Caminé la urbe como zombie junto a Mercedes y traté de tomar el mayor número de notas posible para acordarme de nuestro itinerario. Podría reconstruirlo aun si algo se me olvidase por el sueño que arrastraba como una cobija que, aunque necesitamos, no nos cubre el cuerpo entero cuando llega la noche.

No obstante, pese a los breves apuntes que tomé demasiado rápido, sería incapaz de referir con exactitud cada detalle de Buda y Pest, hablar de la mezquita, los rincones, los palacios, los puentes: la arquitectura; ahondar mucho en ese pique que mantiene con Praga por autodeclararse la ciudad más hermosa del continente. Sin mencionar la música, los conciertos, los bares…, el hecho de encontrar una franquicia de la Bodeguita de En Medio -el restaurante más célebre de la Habana-, ni cómo fue que nos perdimos Mercedes y yo, luego de que unas amigas chilenas la encontrarían en su hostal a la una de la tarde, por lo que había tenido que marcharse, dándome su número telefónico a cuyo aparato no entraban llamadas por estar en un país distinto de aquel en que lo había adquirido.

En la Bodeguita de En Medio un mesero aquincense me regaló un mapa y me explicó cómo llegar a mi hostal.
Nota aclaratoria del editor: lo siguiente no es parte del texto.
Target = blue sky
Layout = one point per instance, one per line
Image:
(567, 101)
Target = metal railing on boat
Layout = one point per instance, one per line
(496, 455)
En el hostal la mujer que me atendió quería que le pagara con euros, pero tenía 249 mil 800 florines húngaros en efectivo, insistí para pagarle en esa denominación. Quizá me cobró poco más de lo que decía la reserva pero me sentí feliz cuando aceptó el pago.

Evocando la penosa anécdota de “Jorge” y Mónica le pregunté si tenía caja fuerte. Hablaba un inglés mucho mejor que el mío. “No tengo”, respondió la administradora. “Llévate el dinero, tus documentos y lo que traigas de valor, porque no respondemos”. Me acordé de la feliz cuadrilla de unas 200 personas que iba en el ferry hacia Albania, la cual había despertado en mi amigo de Rosario la imagen de las cuatro principales agrupaciones de mercaderes ilegales de Italia. Me vi a plena luz del día siendo despojado de mi dinero y el pasaporte. Naaa, qué iba a pasarme. Nada.

Hacía frío, pero con la chamarra de cuero empezaba a sudar; si me la quitaba tenía la necesidad de ponérmela nuevamente. Es la descripción más fiel de viajar: tienes que hacerlo aunque te suscite contrariedades que de momento no es posible eludir. Ya te acostumbrarás.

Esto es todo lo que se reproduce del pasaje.